Sometimes ten free minutes can feel like gold to a busy parent.
Take a minute to join me on a mental Staycation…
I dance outside to seize a very rare moment in a young mother’s day where both her daughters are off in the loving care of a grandma-like figure, leaving me a few glorious minutes sneaked in between tasks on my monotonous to-do list.
The sun is so bright that I have to squint as I release my thoughts on the pages of a composition notebook in a quick, messy scribble that no one else will be able to read. I feel the instinct to capture them on paper before they float away like bubbles. Sunglasses would be ideal, except all four pairs are sitting on a wooden shelf just inside the sliding door, snickering at me for forgetting to grab one, yet again. But I am on a mental vacation, and I am unwilling to get up until I begin to sweat through my clothes.
My annoyance slips away, as the sound of our bulky air conditioner soothes me like shushing to a baby, as it sprints to run down the heat of the afternoon canyon sun. A welcomed breeze whispers through and helps my body pause momentarily from melting like a creamsicle.
I find myself enjoying the smell of bonfires tickling my nostrils as it brings back vivid childhood memories of Michigan summers; until I remember it is actually the heartbreaking scent of thousands of acres of trees blazing in the Holy Canyon fire.

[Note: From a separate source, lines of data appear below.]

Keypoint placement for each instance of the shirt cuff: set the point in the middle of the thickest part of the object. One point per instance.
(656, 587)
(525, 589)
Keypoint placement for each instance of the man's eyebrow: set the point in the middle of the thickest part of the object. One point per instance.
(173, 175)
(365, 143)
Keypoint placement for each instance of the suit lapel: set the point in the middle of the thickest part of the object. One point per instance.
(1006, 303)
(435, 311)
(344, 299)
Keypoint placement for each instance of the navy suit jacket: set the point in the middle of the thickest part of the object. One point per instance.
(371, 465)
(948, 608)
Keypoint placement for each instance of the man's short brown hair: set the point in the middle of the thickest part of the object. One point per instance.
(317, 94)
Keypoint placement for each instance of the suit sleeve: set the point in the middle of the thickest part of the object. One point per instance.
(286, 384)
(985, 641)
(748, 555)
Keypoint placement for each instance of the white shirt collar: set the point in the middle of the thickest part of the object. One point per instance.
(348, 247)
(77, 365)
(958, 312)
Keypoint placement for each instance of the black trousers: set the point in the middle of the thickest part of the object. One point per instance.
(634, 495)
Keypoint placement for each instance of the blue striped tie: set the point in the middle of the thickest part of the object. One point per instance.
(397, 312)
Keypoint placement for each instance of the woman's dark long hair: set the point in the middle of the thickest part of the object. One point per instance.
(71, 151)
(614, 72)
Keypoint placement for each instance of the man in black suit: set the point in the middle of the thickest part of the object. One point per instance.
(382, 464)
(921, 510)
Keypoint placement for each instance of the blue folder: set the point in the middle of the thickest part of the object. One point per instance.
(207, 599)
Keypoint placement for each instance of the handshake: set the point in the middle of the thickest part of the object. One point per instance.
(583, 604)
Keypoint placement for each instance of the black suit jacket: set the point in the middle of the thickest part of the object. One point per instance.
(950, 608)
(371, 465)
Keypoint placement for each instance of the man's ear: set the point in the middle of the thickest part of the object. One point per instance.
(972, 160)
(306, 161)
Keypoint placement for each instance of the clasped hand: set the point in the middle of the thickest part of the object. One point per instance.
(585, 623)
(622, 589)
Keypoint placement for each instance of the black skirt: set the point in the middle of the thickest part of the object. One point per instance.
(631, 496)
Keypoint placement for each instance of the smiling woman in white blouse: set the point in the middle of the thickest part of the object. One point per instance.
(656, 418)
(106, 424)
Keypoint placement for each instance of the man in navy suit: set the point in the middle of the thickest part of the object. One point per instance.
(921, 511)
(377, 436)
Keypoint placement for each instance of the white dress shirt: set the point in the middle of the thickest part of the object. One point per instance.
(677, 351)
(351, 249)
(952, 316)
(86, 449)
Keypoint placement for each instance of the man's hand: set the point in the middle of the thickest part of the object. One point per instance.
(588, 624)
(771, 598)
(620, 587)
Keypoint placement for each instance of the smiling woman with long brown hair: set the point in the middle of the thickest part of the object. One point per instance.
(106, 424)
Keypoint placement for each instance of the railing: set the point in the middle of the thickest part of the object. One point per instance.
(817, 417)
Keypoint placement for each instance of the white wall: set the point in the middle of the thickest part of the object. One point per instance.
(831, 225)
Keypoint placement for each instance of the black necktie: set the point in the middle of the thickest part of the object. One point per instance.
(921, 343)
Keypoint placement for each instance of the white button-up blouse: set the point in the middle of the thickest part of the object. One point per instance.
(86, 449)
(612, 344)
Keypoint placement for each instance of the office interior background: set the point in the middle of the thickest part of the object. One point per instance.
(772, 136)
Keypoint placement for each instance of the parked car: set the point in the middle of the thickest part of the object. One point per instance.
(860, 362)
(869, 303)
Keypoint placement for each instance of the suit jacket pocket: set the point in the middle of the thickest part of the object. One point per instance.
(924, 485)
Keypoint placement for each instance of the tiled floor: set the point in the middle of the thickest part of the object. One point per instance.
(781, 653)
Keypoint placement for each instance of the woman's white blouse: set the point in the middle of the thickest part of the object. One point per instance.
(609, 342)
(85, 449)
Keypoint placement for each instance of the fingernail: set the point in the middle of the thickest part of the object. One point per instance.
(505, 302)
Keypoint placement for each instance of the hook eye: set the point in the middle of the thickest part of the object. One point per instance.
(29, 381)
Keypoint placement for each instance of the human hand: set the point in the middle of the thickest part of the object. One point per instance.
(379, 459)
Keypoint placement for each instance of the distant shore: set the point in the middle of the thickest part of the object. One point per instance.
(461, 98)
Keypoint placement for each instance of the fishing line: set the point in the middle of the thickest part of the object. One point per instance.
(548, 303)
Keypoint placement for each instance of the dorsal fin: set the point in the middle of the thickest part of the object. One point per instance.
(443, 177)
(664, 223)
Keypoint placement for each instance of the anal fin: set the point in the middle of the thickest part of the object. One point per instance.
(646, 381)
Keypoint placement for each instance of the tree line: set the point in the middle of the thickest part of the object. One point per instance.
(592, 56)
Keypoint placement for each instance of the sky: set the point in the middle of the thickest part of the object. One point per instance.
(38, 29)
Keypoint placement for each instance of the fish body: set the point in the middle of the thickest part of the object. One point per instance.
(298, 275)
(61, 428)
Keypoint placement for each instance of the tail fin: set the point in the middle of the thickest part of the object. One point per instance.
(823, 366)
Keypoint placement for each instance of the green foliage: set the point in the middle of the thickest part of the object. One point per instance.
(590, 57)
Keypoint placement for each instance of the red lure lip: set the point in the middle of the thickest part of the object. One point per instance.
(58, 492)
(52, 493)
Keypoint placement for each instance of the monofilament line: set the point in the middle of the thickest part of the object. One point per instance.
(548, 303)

Laying on a beige, outdoor L-shaped sectional, I get distracted when I look up and suddenly notice how confined I am by neighboring fences, squeezing me from all sides. Yet, I am oddly comforted knowing this little slice of the world is my families, and I get to watch my young daughters laugh and learn through play in this outdoor classroom made of skinned knees and chalk masterpieces.
The heat starts to get to me. I swallow and notice the dry flavor of black coffee lingering in my mouth. Licking the fuzz off my teeth, I imagine hydrating myself with an overpriced flute of anything sparkling. Like one of Pavlov’s dogs hearing a bell, I begin to salivate. Tonight is Mom’s Night Out with some old friends; our gathering is only six months overdue.
Before I can feel good about heading out and leaving my family to fen for themselves, I feel an internal tug to finish my to-do list. I pick myself up off the warm couch, feeling completely restored from just a few minutes of silence and sunshine. I have renewed energy to tackle the pile of laundry that is staring me down. I will win. This Mom is putting on studded black heels tonight because I am tired of seeing them slowly wither in the back corner of my closet.
My staycation write-up was actually part of a writing exercise I took part in last week. The assignment was to use all five sense to describe a vacation spot you traveled to this summer. Because I have been busy starting a new job, getting my six month old in daycare, and juggling book releases, mental staycations are where it is at these days!
Coincidentally, this week my husband and I finally scheduled our ten year wedding anniversary trip to Palm Springs in October. I am giddy. I can hardly believe that an Adults-Only vacation is happening!
But if an adults only resort getaway isn’t realistic for you right now, take a minute to really explore the environment you are in – drink in the sights, smells, tastes, feelings, and sounds around you. It might just take something that normally blends in to a weekday afternoon, and reframe it. For me it was ten minutes outside in my own backyard.
Happiness hides in everyday moments. Go looking for it.